Esas No: 2020/3148
Karar No: 2021/1596
Karar Tarihi: 12.04.2021
Yargıtay 15. Hukuk Dairesi 2020/3148 Esas 2021/1596 Karar Sayılı İlamı
"İçtihat Metni"
MAHKEMESİ:...Bölge Adliye Mahkemesi 27. Hukuk Dairesi
Yukarıda tarih ve numarası yazılı olan bölge adliye mahkemesi hukuk dairesince verilen kararın temyizen tetkiki davacılar vekili tarafından istenmiş ve temyiz dilekçesinin süresi içinde verildiği anlaşılmış olmakla dosyadaki kağıtlar okundu, gereği konuşulup düşünüldü.
K A R A R -
Dava, arsa sahibi ve yüklenici arasında düzenlenen kat karşılığı inşaat sözleşmesinden kaynaklanan alacak istemine ilişkin olup, ilk derece mahkemesince davanın reddine dair verilen kararın davacı arsa sahipleri vekilince istinaf edilmesi üzerine ... Bölge Adliye Mahkemesi 27. Hukuk Dairesi tarafından davacı arsa sahiplerinin istinaf başvurusunun esastan reddine dair verilen karar, davacı arsa sahipleri vekilince temyiz edilmiştir.
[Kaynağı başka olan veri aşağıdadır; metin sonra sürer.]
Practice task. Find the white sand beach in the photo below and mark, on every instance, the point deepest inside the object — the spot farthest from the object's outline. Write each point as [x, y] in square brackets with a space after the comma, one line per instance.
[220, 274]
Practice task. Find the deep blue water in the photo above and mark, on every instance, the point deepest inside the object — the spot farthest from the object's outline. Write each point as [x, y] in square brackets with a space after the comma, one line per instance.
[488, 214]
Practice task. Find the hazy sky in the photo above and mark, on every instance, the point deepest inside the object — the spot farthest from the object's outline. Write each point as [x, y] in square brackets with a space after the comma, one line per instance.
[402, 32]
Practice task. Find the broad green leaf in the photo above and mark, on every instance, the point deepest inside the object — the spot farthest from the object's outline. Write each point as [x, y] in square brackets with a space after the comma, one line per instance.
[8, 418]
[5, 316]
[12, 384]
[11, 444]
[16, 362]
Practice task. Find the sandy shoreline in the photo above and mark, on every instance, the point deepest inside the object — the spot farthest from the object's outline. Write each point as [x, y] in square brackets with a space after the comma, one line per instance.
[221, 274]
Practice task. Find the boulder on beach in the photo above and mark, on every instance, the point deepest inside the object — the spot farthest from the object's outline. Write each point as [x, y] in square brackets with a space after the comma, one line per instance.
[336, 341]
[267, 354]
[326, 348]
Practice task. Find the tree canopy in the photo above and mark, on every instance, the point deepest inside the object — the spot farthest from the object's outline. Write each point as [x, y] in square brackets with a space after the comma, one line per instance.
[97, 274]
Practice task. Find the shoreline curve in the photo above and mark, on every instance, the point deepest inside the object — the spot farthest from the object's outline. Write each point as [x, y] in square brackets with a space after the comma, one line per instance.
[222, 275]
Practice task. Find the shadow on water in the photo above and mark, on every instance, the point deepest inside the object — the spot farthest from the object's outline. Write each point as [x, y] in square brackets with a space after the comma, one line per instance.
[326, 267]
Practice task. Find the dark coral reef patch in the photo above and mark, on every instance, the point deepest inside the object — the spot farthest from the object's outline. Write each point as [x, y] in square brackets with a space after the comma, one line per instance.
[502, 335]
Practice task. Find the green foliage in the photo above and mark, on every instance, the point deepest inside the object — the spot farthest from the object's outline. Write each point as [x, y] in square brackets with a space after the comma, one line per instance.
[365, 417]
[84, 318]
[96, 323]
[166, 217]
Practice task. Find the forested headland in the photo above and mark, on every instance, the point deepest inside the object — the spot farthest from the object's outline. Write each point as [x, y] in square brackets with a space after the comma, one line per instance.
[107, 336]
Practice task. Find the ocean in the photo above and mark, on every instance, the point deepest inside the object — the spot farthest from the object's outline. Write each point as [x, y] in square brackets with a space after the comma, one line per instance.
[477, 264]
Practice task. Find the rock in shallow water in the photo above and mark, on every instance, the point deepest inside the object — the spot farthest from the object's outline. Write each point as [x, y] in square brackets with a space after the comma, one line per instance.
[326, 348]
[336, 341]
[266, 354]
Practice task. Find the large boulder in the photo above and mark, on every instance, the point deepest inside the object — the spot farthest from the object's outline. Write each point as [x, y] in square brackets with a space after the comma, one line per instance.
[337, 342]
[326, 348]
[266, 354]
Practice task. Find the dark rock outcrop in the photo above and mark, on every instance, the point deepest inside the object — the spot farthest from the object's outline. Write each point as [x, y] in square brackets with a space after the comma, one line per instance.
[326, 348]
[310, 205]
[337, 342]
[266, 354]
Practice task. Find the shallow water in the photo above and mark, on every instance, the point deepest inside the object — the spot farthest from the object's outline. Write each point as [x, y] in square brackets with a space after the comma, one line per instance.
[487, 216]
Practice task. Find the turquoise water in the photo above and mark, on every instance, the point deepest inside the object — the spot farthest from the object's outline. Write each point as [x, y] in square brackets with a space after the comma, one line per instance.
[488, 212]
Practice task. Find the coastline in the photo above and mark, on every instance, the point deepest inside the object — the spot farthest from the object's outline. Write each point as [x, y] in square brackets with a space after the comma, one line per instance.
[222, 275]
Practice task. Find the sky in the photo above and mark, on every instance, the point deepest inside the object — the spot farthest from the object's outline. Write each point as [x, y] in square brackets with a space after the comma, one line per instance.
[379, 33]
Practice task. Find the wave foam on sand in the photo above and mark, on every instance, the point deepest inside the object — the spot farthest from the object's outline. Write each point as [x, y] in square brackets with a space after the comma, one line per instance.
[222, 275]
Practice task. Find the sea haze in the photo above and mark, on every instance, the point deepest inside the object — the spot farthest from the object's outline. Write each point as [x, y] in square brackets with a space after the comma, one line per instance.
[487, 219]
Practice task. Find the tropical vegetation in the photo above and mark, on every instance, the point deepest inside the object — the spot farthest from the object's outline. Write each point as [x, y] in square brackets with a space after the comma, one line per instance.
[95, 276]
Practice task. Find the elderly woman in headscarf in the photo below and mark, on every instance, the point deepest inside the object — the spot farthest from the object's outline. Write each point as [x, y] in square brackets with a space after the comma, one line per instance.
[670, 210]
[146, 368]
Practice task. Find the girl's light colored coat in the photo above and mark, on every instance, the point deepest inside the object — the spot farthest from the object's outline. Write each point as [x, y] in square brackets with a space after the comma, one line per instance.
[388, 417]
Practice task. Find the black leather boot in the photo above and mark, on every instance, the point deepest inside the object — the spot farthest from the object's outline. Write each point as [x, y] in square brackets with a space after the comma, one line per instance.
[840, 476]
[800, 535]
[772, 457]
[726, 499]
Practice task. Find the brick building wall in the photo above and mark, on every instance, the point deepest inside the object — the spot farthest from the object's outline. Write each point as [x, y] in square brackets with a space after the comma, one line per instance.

Davacılar vekili; müvekkilleri ile davalı şirket arasında 20.10.2011 tarihinde Düzenleme Şeklinde Gayrimenkul Satış Vaadi ve Kat Karşılığı İnşaat Sözleşmesi yapıldığını, bu sözleşmeye göre iki blok 52 bağımsız bölümden oluşan bir inşaat yapılacağını, ayrıca sözleşmede yapılacak inşaatta sosyal tesislerin bulunacağının da kararlaştırıldığını, ancak gelinen aşamada söz konusu inşaatın büyük ölçüde yapılmış olduğunu; ancak, iki blok yerine üç blok inşa edildiğini, arsada esaslı herhangi bir sosyal tesis de yapılmadığını, iki blok"a göre yapılan paylaşımın da sözleşmeye uygun olmadığını, davalı şirkete ... 6. Noterliğinden 07.11.2016 tarihinde 19623 yevmiye no.lu ihtarnamesiyle uygun bir çözümün bulunması bakımından ihtar çekildiğini, bir sonuç alınamadığını bu nedenle müvekkillerine verilecek payın karşılığı olan maddi tazminatın şimdilik her bir müvekkil için 10.000,00 TL"sinin avans faiziyle birlikte davalıdan alınarak davacılara verilmesini talep ve dava etmiştir.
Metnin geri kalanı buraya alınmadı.